How cooking can be accessible, safe, and fun for those with vision loss

A person new to vision loss or being visually impaired might find tasks–like making a sandwich or identifying food temperature–challenging. You must learn an entirely new set of skills, viewing your cooking space and surroundings without your eyes to guide you. Mastering some simple skills and techniques can set you on the path to success in the kitchen. With practice, cooking can again, become a manageable task to complete independently.

When you are in the kitchen, your safety is the most important thing. Accidents happen but most can be avoided with careful and precise planning. Working methodically and without rushing will help you remain accident free.

  • Keep your sleeves rolled to your elbows so they are out of the heat.
  • Use long oven mitts that cover your hands and arms when cooking with your oven.
  • Set a timer for your food.
  • When peeling vegetables and fruits, use a vegetable peeler instead of a knife.
  • When spreading butter or peanut butter, practice on toast. If you’re spreading a thicker condiment, try using the back of a spoon.
  • Use a pizza cutter to cut a sandwich.

When chopping food, use a Flexible-Arm Task Lamp to provide extra light. Consider using a color-contrasting reversible cutting board with a pivot knife attached.
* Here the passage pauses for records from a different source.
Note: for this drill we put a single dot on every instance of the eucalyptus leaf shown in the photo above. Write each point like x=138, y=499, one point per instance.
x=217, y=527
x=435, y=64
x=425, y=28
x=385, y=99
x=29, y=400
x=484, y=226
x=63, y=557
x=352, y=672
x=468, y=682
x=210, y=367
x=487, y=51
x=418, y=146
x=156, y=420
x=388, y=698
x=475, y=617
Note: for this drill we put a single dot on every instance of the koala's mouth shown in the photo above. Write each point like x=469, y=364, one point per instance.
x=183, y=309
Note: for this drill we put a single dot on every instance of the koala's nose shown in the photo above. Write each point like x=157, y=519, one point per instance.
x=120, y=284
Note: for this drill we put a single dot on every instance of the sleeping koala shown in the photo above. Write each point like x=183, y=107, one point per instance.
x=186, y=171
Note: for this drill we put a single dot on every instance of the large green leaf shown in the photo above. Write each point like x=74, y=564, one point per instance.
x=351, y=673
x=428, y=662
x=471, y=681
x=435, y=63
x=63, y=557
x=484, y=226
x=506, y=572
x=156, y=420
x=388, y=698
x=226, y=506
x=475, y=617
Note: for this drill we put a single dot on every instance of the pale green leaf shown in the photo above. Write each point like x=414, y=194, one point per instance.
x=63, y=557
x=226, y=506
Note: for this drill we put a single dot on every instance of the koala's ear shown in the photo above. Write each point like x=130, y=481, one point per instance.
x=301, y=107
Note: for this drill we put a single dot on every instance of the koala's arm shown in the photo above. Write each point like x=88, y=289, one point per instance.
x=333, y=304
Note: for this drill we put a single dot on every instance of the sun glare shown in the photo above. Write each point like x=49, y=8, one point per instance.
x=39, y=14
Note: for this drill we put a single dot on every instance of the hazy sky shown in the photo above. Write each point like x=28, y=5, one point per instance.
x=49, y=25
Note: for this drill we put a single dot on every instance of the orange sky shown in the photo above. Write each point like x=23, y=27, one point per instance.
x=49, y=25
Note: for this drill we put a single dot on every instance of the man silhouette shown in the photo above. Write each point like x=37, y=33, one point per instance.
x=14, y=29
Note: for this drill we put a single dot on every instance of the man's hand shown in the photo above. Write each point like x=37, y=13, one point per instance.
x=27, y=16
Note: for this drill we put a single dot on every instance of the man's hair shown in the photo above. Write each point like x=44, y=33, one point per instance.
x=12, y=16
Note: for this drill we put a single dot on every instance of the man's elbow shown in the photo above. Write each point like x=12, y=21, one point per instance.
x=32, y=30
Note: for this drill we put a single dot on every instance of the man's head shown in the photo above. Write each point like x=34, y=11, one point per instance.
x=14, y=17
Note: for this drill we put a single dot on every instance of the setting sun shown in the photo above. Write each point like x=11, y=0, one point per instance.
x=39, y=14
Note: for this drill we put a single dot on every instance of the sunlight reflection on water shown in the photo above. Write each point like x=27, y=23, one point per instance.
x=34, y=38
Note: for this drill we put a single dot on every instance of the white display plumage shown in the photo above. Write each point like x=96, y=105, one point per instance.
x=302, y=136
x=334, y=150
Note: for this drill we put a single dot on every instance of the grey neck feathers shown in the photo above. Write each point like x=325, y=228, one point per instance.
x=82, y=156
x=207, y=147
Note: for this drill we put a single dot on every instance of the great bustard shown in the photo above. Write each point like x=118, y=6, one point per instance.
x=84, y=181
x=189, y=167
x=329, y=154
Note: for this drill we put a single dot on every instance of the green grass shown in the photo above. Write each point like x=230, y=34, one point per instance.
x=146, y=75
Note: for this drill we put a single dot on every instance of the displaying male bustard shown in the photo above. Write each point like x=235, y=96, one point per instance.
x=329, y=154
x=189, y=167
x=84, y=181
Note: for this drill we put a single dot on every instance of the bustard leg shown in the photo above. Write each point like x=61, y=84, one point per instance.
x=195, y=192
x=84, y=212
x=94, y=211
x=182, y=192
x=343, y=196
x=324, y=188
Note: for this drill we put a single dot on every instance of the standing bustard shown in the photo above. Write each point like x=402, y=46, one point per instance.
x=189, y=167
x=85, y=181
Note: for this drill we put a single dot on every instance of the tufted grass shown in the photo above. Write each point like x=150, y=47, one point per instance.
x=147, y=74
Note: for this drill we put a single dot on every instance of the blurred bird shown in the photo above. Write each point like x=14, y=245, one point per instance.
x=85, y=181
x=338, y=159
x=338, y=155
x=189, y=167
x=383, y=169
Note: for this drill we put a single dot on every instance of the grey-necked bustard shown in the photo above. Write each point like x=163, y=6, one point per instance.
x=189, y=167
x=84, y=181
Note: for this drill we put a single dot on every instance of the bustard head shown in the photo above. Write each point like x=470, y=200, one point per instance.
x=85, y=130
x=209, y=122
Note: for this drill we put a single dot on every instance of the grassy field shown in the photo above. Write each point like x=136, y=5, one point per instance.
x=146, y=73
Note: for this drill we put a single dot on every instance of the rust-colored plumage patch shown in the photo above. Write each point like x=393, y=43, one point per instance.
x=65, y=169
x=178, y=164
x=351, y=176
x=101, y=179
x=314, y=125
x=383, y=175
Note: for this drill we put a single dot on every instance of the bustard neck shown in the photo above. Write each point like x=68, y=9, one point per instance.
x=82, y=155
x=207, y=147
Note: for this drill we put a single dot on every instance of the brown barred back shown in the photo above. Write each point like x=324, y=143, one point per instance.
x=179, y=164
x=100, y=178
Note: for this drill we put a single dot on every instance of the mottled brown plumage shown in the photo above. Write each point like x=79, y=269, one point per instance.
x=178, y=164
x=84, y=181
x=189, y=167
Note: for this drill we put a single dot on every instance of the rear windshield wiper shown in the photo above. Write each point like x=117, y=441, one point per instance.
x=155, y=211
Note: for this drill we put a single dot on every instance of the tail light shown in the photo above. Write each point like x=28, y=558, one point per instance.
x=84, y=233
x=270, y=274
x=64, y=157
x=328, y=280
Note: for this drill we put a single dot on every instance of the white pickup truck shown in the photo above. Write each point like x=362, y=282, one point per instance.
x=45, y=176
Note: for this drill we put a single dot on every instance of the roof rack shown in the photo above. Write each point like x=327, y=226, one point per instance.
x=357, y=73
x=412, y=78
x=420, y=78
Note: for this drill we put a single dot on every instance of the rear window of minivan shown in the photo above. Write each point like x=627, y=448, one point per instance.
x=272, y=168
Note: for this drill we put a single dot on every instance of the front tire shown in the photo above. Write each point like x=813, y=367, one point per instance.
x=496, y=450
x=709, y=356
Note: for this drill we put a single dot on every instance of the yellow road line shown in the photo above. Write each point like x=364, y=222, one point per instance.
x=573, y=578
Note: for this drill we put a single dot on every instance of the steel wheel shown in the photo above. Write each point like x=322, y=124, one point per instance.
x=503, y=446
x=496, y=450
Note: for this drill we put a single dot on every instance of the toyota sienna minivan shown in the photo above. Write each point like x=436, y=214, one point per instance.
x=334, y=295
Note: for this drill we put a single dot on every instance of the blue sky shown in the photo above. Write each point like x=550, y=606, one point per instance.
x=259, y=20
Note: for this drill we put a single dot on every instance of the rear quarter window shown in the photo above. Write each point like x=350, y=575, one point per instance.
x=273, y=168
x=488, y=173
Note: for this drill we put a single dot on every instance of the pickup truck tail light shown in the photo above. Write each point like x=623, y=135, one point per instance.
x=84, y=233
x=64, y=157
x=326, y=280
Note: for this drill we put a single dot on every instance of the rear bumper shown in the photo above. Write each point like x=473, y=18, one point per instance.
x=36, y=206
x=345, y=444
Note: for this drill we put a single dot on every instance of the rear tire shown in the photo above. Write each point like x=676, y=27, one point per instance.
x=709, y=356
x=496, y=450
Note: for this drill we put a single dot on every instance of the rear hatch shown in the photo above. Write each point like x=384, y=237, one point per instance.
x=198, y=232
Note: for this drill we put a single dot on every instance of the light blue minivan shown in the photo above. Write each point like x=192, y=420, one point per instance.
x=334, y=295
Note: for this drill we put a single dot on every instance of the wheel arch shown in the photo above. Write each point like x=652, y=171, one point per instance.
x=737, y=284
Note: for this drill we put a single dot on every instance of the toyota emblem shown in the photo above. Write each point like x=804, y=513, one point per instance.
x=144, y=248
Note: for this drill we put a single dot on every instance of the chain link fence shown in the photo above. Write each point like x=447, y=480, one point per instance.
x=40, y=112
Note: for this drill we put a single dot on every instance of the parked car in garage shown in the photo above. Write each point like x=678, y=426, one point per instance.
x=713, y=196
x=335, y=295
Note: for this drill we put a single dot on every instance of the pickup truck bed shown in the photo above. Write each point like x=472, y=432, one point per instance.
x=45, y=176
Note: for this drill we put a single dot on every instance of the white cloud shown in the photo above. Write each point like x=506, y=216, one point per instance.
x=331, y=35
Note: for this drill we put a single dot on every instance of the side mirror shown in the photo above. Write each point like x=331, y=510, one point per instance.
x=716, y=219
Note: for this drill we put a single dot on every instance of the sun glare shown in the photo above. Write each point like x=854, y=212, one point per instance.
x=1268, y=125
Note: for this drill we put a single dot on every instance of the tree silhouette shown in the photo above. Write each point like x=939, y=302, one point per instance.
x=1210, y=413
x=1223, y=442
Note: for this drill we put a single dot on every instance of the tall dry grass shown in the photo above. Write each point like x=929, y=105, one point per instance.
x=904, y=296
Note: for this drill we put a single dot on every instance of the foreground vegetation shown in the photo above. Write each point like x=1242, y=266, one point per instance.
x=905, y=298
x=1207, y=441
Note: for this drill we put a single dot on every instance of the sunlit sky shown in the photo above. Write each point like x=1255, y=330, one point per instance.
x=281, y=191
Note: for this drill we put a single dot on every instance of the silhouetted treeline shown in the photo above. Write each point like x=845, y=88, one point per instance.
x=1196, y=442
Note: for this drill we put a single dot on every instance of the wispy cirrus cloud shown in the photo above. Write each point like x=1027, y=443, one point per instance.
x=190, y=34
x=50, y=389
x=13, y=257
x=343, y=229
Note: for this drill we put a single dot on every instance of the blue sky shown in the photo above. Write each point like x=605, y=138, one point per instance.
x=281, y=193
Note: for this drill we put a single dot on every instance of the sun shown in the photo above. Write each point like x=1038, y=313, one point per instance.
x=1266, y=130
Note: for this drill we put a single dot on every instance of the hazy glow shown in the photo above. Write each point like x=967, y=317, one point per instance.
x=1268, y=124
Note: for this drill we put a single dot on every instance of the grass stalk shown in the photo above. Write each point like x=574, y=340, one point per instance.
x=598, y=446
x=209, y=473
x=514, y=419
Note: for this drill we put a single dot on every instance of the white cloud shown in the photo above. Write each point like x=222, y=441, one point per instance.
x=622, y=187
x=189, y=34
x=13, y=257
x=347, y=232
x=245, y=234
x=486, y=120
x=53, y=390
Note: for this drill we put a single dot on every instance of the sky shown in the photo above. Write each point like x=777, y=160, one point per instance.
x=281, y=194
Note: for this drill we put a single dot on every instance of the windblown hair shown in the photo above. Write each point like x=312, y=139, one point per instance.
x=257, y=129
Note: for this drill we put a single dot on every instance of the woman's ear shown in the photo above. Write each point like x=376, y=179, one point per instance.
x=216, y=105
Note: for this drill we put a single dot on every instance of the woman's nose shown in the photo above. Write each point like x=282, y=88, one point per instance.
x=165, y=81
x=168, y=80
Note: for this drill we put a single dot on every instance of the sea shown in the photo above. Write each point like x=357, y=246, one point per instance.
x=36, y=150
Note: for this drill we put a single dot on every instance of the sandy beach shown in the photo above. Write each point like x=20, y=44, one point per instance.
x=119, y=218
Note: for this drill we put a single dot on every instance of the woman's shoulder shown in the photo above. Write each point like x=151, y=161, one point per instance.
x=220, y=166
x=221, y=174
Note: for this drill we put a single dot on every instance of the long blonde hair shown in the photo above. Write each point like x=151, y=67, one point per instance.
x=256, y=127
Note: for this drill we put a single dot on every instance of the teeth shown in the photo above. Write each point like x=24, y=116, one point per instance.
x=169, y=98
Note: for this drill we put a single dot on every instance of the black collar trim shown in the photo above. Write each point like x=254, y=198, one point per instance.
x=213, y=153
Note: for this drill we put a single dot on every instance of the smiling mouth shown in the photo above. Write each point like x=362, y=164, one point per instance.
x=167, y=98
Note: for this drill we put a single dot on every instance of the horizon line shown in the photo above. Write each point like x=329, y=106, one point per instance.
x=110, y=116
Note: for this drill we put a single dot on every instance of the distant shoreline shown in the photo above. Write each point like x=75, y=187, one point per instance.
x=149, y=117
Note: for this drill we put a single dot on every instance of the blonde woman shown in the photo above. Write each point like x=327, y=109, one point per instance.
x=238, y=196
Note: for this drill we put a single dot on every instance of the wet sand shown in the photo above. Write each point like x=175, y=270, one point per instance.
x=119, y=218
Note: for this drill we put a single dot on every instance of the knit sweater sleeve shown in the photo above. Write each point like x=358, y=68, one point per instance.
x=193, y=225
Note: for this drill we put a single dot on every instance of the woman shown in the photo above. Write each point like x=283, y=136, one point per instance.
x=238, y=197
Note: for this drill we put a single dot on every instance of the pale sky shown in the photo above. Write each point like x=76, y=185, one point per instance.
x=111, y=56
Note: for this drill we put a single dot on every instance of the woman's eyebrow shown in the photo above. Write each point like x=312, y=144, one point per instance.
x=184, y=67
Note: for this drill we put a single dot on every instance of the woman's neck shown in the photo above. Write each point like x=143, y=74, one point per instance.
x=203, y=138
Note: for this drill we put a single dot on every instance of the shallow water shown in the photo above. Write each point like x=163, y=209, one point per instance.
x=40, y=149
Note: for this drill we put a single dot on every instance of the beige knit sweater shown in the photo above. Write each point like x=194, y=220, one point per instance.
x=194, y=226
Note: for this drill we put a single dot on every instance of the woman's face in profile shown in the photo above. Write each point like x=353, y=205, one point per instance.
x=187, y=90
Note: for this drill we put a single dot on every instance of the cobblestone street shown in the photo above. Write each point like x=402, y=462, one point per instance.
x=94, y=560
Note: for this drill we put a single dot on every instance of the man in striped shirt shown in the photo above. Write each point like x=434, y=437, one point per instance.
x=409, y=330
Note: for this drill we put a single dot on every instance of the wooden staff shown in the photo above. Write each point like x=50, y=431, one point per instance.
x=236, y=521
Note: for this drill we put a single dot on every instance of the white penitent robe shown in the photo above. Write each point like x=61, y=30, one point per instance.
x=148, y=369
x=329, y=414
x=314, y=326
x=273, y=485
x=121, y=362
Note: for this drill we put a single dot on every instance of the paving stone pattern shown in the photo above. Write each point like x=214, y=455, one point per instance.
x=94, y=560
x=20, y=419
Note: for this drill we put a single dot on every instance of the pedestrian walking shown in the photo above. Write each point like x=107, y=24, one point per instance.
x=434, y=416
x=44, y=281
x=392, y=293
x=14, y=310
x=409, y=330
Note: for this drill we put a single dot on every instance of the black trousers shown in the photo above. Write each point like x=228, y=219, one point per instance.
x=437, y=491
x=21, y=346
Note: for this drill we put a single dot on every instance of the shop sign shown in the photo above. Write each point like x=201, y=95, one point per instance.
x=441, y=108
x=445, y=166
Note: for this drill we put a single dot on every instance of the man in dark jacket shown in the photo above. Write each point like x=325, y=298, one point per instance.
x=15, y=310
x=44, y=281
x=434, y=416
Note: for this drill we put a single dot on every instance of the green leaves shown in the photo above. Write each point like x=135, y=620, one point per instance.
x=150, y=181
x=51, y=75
Use the white side for lighter foods like apples and carrots and the black side for things like onions.

If using a knife is a concern, once you learn where the curved blade is and how to control it, you’ll be cutting things easily regardless of visually impaired struggles. To locate the blade, rock the edge of the blade against a solid surface.

When pouring and measuring, it is a good idea to consider utilizing color-contrasting tools. Use a darker pitcher for pouring things like milk, sugar and flour. White pitchers can be used for pouring darker liquids. Carefully feel for the cup’s inner lip with one hand and the pitcher’s spout with the other. If you’re worried about spillage, you can fill the glass over the sink. Keep a finger just below the inner lip of the glass while pouring. You can usually hear when the glass is nearly full, but you’ll feel the liquid touch your fingertip. When measuring spices, it’s best to pour them into your hand rather than into a measuring spoon. Some spice jars have large openings so you might mistakenly add too much when only a small amount is required.

  • Turn on the stove only after the pan is in place. Always keep the heat-resistant handle turned inward so it doesn’t get knocked to the floor.
  • Before turning on the oven, be sure all the racks are locked in place.
  • To turn food, you can use a double spatula, two spatulas joined by tongs. This tool gives you greater control of the food you’re flipping.

You must use your other senses to determine if food is done. For baking, you can use touch or the toothpick test. Determine if chicken is done by checking the meat temperature with a talking thermometer. Listening for specific sounds can also help you determine whether something is ready or not.

Many of the products you can use to cook successfully are inexpensive and easy to find. You can purchase measuring spoons and cups with braille, large print and tactile markings. Or you can buy labelling products such as raised dots, a labeler and labeling sheets to indicate oven temperatures or numbers on a microwave. 

If you’d rather purchase ready-made braille labels, you can find them here. From labels for beer and soda, frozen foods and meat, rice and cereal to crackers and spices, these tags are economical, reusable and made from recycled products. They can’t be ruined and they have print on the opposite side. Register for Outlook Enrichment’s Adaptive Kitchen Aids and Labeling Techniques Zoom webinar for more labeling tips.

Cooking doesn’t need to be stressful even while getting used to being visually impaired. With these products and tips, you can regain your independence and joy in the kitchen, creating meals for yourself and those you love.